Hey, there, sorry for the late reply, was under the weather for a bit. Good deal on trying ComfyUI, hope you're having fun with it like I am. It can seem like a lot, going strictly by the visuals of it, but once you use a workflow or two as-is getting the mentioned models in place then watching a YouTube video here and there, it starts to get easier to manage and change. Don't be afraid to move things around for things to make sense for you, it's 100% flexible as you know, so all the workflows out there are just laid out however the author did it. I tend to move things around to make them try to fit on one screen.
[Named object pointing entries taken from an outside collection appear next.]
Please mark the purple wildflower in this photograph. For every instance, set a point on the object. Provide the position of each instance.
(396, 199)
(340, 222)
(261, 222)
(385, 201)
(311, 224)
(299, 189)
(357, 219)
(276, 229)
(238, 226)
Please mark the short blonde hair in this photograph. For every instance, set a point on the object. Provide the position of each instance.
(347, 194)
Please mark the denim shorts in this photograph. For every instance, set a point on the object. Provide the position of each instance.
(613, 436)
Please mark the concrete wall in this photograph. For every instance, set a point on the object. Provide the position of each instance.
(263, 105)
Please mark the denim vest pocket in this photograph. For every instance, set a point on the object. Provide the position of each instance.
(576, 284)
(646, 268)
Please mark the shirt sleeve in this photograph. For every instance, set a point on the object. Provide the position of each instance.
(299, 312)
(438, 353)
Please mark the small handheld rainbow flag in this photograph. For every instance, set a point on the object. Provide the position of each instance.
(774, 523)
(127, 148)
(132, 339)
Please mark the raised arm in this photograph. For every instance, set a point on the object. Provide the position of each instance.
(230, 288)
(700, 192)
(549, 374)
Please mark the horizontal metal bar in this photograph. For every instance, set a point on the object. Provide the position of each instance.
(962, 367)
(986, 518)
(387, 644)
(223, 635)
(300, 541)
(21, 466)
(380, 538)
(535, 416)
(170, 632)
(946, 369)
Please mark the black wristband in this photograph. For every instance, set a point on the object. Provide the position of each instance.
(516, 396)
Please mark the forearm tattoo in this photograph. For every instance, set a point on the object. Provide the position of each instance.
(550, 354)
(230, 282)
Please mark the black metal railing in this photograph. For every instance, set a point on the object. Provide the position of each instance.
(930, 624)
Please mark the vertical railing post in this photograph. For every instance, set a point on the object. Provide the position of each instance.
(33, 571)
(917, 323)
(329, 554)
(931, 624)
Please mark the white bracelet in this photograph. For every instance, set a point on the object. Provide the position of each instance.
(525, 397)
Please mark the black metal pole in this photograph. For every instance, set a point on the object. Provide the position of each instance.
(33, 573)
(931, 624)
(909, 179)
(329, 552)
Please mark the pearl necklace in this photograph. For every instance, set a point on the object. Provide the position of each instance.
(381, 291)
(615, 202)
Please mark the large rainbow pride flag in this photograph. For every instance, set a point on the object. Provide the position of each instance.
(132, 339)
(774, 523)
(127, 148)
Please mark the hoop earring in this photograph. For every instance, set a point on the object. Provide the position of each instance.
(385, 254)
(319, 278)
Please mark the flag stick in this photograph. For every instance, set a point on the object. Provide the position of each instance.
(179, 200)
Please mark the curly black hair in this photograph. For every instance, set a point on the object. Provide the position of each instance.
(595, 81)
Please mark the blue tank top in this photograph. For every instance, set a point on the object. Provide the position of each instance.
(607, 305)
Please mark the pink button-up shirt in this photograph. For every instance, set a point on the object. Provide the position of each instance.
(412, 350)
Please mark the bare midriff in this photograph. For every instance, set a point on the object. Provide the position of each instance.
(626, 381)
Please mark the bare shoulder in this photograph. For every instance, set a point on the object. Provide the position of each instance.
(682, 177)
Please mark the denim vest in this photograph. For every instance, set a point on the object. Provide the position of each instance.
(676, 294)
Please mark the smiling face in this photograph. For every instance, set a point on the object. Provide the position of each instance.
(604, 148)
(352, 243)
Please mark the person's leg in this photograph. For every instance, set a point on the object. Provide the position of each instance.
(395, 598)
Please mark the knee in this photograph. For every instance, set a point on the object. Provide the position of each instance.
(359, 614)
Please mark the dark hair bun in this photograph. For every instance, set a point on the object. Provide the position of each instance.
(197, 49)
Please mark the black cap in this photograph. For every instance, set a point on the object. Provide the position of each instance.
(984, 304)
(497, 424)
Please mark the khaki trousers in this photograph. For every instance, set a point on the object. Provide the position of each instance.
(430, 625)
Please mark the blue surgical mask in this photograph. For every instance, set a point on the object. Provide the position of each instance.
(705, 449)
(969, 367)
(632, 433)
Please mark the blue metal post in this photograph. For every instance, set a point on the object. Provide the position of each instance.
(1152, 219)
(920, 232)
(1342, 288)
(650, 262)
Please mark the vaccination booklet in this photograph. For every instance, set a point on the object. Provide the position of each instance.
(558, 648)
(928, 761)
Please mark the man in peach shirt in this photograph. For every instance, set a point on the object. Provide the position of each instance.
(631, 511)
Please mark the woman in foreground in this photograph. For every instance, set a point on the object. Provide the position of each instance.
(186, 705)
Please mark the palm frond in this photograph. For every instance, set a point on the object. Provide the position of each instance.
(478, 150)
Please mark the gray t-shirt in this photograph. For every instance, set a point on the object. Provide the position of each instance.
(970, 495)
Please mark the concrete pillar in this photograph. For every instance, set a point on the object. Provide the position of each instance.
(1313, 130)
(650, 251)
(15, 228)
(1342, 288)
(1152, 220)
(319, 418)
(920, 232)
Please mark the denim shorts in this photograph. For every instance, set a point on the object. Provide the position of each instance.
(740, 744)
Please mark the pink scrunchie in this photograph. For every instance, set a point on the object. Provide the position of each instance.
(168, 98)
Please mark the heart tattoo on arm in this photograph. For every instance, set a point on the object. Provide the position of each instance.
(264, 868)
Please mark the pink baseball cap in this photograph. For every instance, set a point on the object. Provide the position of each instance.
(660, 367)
I highly recommend watching this video from start to finish, multiple times maybe on one screen while you follow along on another if you have two. Real easy to follow; the guy's voice is friendly (probably AI generated but maybe not, I don't hear pauses or mispronunciations like you can on AI voices) and he takes you from start to finish creating a workflow yourself. This is what gave me better confidence and melted away any thought of "I can't do this stuff".
Wan 2.2 Image to Video for AI Commercials Comfyui GGUF
I haven't been active because of a stomach issue plus work, but as I'm typing this I have video a being generated with this image, it will most likely be done before I finish here.
 | I've attached the workflow I used. Again, I moved things around, maybe in a non-standard way, but only because I know now how things connect and in what order by all the videos and articles and looking at other workflows. This one is using the Wan 2.2 high and low noise models. I got spoiled with LTX early on, but they've languished and haven't produced things as fast as the Wan group and community for it. They finally have something new about to come out, but by now I've moved on. Yes, it is faster, but the quality and prompt adherence is way better with Wan (maybe just for now).
Here are the models/"lightning" loras I used. These are the GGUF versions, though, since the real models are over 20GB each and take a while to load for starters. If you're system can handle it you can try those, but you'll need to replace the GGUF Loaders with Checkpoint Loaders:
Wan2.2-I2V-A14B-HighNoise-Q4_K_M.gguf
Wan2.2-I2V-A14B-LowNoise-Q4_K_M.gguf
Wam2_2_Lightning_high_noise_model.safetensors
Wam2_2_Lightning_low_noise_model.safetensors
For the prompt, I keep it simple as I've read more than one person say for image-to-video you don't have to give so much detail on what is already on the image, it knows there is a person/woman there, no need to describe her in detail or the surroundings for that matter. That's more essential for text-to-video. |
At any rate, video generation just finished. It was the first of the night so it included all the models loading, 30min in total, including model loading, so basically around 16min or so. Subsequent runs are faster. I'll be genuine and post what came out, they're not all golden, it can take a while to get what you want, or just to avoid odd things and anomalies that can and will pop up. She's a bit all over the place because I put too many actions in the prompt. Something I picked up to avoid slow motion videos after reading a question from
@kharo88 back in August. I'm sure if I remove something, she will behave haha.
EDIT: Wow, it actually took a bit longer to generate the new one (around 19min) without her hop in the prompt. I did notice it hung a bit on the prompt node, but not sure if that contributed to the length of the run that much. Oh well. What I learned to do pretty quick was not watch this paint dry, I either listen to music on YouTube or watch something and check back.